# Olive Cottage (Thetford Forest)



## Norfolkbloke (Feb 20, 2010)

Passed through part of Thetford Forest this afternoon looking for Goshawks, saw the small keepers cottage below and couldn't resist a look inside! Not a particularly interesting building in itself but made a pleasent enough explore on a gloriously sunny day in the wilds of the Norfolk Brecks!!

NB


----------



## Black Shuck (Feb 20, 2010)

Absolute class Norfolk Bloke, thats fantastic stuff!!


----------



## J_a_t_33 (Feb 21, 2010)

Nice pics


----------



## UrbanX (Feb 21, 2010)

Excellent report! Loving the natural decay. Any chance of a FE link? 
Does anyone else think the window handle looks like a cute seahorse?


----------



## Norfolkbloke (Feb 21, 2010)

UrbanX said:


> Excellent report! Loving the natural decay. Any chance of a FE link?
> Does anyone else think the window handle looks like a cute seahorse?



Cheers for the comments folks!!

Don't know how to copy a link from Flashearth but the grid ref is TL 839 814 , it's a short walk down the public footpath from the A11 south west of Thetford.

NB


----------



## wagg20 (Feb 21, 2010)

Quaint little cottage you discovered there; especially like shot no.7.


----------



## Seahorse (Feb 21, 2010)

UrbanX said:


> Excellent report!
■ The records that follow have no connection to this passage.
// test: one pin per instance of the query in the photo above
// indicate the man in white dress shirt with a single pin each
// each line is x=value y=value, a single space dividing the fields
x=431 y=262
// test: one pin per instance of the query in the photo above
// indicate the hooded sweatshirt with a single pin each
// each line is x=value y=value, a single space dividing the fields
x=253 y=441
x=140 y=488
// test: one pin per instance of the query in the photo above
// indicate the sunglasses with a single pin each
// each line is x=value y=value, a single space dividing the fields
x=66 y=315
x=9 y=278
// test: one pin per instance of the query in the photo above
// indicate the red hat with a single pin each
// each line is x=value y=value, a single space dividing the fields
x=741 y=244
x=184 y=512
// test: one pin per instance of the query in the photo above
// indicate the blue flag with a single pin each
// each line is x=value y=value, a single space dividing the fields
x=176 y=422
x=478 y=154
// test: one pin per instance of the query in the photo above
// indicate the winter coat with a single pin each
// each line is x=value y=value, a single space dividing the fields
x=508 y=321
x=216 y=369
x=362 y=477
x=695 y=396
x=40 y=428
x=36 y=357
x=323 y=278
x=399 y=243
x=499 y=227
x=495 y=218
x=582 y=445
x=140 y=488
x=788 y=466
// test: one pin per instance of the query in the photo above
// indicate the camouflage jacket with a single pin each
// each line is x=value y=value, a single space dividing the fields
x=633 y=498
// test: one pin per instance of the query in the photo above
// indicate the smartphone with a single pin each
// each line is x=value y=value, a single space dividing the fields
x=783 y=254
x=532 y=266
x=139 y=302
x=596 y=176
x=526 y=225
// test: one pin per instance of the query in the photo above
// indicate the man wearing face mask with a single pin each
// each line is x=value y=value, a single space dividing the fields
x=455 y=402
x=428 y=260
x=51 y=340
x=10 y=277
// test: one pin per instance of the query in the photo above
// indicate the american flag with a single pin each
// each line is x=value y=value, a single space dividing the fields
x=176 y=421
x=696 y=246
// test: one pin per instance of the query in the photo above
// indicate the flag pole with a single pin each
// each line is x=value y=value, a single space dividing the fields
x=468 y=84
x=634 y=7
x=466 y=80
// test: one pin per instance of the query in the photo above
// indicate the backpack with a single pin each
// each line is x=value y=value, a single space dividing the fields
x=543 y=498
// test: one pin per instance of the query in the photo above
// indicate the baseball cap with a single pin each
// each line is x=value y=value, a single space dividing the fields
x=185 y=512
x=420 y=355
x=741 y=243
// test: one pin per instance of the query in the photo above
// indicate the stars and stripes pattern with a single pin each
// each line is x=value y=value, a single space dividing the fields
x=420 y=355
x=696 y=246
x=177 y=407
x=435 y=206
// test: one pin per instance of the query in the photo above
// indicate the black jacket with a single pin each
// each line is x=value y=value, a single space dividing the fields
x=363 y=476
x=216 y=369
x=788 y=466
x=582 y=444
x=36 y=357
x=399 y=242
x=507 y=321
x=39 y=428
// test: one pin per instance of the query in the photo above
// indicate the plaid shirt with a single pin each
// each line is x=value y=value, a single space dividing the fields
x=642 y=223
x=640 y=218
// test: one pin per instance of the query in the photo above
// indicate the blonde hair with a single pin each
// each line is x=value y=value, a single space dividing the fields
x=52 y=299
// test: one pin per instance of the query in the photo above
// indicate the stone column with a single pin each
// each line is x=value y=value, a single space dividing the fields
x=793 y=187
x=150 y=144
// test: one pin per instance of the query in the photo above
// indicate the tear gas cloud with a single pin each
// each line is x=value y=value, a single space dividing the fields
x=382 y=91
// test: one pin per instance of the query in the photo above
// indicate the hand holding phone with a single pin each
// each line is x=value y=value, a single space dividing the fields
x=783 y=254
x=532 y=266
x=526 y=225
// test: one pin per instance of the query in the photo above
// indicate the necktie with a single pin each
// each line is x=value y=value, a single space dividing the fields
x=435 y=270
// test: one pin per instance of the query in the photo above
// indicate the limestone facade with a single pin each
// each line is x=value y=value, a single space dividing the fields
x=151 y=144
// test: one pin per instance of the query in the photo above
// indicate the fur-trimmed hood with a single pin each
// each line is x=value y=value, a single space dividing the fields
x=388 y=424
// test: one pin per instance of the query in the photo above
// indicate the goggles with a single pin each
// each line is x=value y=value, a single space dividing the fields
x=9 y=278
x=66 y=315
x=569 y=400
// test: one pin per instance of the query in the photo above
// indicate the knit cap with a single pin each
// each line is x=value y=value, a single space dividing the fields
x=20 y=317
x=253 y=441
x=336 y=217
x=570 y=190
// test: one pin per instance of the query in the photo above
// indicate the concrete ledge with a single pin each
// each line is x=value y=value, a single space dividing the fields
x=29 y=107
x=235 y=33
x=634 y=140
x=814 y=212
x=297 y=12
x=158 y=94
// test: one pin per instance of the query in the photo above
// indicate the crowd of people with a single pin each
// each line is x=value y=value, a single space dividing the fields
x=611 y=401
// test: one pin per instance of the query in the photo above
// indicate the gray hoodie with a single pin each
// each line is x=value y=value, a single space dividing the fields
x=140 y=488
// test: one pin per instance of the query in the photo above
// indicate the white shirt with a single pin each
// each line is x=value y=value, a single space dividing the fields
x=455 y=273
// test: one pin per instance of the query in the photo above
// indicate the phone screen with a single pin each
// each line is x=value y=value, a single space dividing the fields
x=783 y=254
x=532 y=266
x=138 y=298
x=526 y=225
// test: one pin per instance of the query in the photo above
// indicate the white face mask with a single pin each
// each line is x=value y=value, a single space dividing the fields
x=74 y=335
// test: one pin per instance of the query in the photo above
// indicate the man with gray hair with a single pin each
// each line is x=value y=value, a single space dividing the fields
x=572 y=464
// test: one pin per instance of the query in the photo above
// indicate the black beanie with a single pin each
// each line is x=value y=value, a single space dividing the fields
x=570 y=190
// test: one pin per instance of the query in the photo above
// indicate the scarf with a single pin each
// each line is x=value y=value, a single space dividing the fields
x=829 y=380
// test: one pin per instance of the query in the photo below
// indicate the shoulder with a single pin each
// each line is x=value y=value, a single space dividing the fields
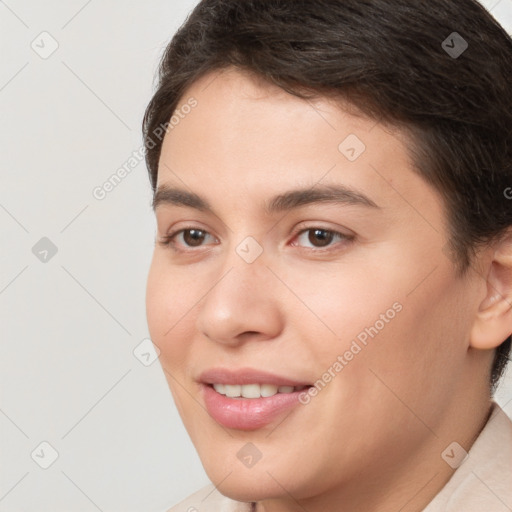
x=482 y=482
x=209 y=499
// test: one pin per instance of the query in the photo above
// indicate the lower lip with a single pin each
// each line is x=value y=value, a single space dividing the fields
x=247 y=413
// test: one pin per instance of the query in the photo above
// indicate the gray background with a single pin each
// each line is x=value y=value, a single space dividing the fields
x=71 y=322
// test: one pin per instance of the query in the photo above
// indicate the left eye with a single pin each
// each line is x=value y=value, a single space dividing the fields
x=319 y=238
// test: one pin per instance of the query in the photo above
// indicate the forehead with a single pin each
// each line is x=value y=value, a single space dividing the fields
x=248 y=132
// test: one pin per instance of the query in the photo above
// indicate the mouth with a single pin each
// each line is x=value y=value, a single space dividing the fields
x=248 y=399
x=252 y=391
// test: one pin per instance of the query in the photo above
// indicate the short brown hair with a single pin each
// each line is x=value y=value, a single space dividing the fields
x=441 y=69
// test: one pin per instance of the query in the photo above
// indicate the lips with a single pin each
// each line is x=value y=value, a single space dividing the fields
x=248 y=399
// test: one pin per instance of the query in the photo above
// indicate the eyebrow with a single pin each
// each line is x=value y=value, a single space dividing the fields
x=335 y=194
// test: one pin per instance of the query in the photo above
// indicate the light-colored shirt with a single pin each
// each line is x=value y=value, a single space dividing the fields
x=482 y=483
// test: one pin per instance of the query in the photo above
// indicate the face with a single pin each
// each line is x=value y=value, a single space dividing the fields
x=304 y=256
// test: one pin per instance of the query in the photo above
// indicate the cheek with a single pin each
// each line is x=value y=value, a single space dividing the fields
x=169 y=307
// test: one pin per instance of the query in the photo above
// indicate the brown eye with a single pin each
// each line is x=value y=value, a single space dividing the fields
x=193 y=237
x=320 y=237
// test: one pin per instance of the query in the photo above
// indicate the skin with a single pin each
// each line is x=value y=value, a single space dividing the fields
x=372 y=439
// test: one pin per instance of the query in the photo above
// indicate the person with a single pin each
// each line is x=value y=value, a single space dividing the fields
x=331 y=283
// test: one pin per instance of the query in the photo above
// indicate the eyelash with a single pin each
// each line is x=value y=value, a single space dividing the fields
x=168 y=241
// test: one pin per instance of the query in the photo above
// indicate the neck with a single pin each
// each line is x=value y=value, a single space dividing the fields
x=409 y=485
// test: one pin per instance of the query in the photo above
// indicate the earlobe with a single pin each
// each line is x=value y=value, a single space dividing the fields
x=493 y=321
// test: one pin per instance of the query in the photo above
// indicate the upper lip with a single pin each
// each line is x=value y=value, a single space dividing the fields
x=246 y=376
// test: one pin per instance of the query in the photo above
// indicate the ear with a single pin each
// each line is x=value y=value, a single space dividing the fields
x=493 y=322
Loving the natural decay. Any chance of a FE link?
> Does anyone else think the window handle looks like a cute seahorse?



There's only one cute seahorse around here matey.


----------



## smileysal (Feb 26, 2010)

What a lovely and quaint little cottage. I do like this, I like the little bits and pieces that are originals in there.

Excellent pics and an excellent find. Love to see places like this you just happen to stumble upon.

Nice work mate,

 Sal


----------



## Krypton (Feb 26, 2010)

The last shot is very nice


----------



## WhiteRabbit (Feb 26, 2010)

This is simply wonderful...


----------



## Norfolkbloke (Feb 26, 2010)

Thanks for the comments folks, glad you like!

To be honest, I really prefer something a bit more open that incorporates the surrounding countryside....might have a little something lined up for the weekend, it won't be in Norfolk though!!!

NB


----------